A customer at a Vodafone store in Mumbai. Photo: AFP

Vodafone Group Plc has said the condition of its joint venture in India – Vodafone Idea – remains “critical” and it is seeking relief in regard to the payment of adjusted gross revenue, which was ordered by the Supreme Court.

The UK-based telecom company said in its earnings release that it was seeking relief from the Indian government in regard to the payment of court-mandated charges in a sustainable manner, Economic Times reports. The company wants the government to ease the payment norms so it can meet its other commitments.

New revenue computation norms arrived at by the court saw the scope of adjusted gross revenue widened to include income from non-core items. The dispute arose when telecom companies migrated to new system offered by the government in 1999, under which operators agreed to share a certain percentage of revenue with the government.
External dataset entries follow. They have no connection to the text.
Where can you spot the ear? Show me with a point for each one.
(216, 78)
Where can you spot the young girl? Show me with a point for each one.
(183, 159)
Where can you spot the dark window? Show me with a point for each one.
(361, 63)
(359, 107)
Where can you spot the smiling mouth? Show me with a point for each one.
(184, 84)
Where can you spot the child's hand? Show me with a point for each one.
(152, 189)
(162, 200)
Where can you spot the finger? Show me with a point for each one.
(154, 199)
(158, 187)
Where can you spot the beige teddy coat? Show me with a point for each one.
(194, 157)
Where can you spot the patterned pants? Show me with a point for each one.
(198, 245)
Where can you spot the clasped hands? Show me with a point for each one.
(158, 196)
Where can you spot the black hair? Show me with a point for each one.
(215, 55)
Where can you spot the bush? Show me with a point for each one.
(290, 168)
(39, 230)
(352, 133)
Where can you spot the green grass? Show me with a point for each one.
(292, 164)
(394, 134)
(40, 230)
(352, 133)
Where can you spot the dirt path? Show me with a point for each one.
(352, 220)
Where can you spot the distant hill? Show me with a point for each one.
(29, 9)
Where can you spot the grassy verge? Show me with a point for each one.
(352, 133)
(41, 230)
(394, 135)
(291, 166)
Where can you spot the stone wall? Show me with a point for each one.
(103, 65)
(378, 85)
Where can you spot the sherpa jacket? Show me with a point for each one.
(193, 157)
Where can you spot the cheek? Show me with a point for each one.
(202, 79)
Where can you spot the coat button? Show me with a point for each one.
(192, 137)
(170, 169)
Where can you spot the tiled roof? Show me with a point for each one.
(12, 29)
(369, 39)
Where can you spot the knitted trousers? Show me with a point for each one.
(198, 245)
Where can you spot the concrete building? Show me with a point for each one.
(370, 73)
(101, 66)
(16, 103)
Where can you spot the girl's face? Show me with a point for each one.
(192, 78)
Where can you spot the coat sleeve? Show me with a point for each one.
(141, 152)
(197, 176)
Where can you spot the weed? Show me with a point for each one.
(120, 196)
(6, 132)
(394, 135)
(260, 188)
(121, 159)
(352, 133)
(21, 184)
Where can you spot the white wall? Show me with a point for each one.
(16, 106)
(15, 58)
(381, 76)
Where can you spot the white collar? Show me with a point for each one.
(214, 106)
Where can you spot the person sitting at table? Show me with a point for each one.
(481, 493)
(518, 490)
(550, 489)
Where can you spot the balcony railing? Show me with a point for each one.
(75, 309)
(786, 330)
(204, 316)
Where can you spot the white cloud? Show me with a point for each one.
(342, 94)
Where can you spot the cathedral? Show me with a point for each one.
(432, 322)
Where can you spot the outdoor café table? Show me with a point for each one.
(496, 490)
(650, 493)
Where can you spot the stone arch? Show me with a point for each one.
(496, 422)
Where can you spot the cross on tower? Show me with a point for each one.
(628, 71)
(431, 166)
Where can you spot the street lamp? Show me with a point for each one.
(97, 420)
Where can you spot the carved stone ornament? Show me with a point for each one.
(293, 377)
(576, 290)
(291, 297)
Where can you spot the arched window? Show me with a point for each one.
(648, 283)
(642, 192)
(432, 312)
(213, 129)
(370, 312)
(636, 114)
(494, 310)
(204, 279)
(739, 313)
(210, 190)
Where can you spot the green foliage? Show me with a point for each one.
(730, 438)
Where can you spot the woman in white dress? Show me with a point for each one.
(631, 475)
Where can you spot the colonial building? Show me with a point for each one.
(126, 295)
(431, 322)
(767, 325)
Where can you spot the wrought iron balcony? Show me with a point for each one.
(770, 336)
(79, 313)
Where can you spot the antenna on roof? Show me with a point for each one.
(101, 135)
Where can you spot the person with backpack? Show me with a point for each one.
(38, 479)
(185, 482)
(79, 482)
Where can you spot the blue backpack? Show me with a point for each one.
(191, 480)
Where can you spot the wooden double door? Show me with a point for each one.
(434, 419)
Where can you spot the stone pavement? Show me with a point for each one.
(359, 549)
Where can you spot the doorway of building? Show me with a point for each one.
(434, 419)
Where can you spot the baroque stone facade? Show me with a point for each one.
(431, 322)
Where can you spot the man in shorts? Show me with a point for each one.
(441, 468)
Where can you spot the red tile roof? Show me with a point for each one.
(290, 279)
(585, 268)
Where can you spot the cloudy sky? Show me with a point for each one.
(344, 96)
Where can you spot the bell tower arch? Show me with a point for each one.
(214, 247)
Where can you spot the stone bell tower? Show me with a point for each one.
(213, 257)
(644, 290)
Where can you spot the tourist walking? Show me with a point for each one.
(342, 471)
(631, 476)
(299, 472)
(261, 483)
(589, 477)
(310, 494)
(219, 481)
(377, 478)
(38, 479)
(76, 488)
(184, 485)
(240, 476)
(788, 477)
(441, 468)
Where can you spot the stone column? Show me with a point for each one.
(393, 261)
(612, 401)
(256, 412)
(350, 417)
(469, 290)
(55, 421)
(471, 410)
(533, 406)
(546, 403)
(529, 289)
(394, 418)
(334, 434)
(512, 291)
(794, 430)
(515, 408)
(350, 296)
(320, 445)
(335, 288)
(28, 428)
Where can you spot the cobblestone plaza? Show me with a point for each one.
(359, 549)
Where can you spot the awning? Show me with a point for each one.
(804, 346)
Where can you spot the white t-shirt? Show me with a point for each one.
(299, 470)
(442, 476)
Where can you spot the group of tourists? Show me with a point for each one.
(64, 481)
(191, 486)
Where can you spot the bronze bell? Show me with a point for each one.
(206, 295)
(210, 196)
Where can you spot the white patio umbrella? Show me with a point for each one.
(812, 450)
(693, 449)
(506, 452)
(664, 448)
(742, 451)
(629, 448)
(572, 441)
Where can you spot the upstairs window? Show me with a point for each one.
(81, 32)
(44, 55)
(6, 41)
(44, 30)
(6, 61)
This legal case dragged on for 14 years, with operators arguing that the revenue should be made up of income from telecom services. But the Department of Telecommunications said it should include all revenue earned by an operator, including non-core telecom operations. The court delivered its judgment last October in favor of the department.

To comply with the judgment, Vodafone Idea needs to pay over 530 billion rupees (US$7.45 billion) for its license fee, spectrum usage charge, interest and penalty dues to the department.

Some 15 telecom companies need to pay around 1.47 trillion rupees ($20.6 billion).

Vodafone Idea, along with Bharti Airtel and the now-defunct Tata Teleservices filed a modification petition in the Supreme Court, asking that they be allowed to discuss the modalities and payment timelines with the department.

The three companies face combined dues of 1.02 trillion rupees ($14.33 billion) and hope the payment pattern can be spread over a few years.

Record loss

In an earnings call in November, Chief Executive Officer Nick Read said Vodafone Idea could face liquidation if it has to comply with the court verdict. The company had written off the carrying value of its share in the loss-making joint venture and Read had pledged not to put any more money into the venture.

Vodafone owns 45% of Vodafone Idea and the joint venture is saddled with debts of $14 billion. It has posted losses for the past 11 consecutive quarters. In the September quarter, Vodafone Idea reported a loss of 509 billion rupees ($7 billion), the biggest in Indian corporate history and nearly double the previous record held by Tata Motors (269 billion rupees, or $3.74 billion) in the December quarter of 2018.

Fellow litigant Bharti Airtel needs to pay 355 billion rupees ($4.99 billion) in dues, but is somewhat better placed than Vodafone. The company raised $3 billion last month from the sale of shares and bonds – $2 billion from qualified institutional placement and another $1 billion from the issuance of convertible bonds.

The operation of the company’s African unit has remained financially strong and it has been profitable for the last eight quarters.

Tata Teleservices owes 138 billion rupees ($1.94 billion) in dues and its parent company Tata Sons may get its flagship, the software giant Tata Consultancy Services, to help pay these dues.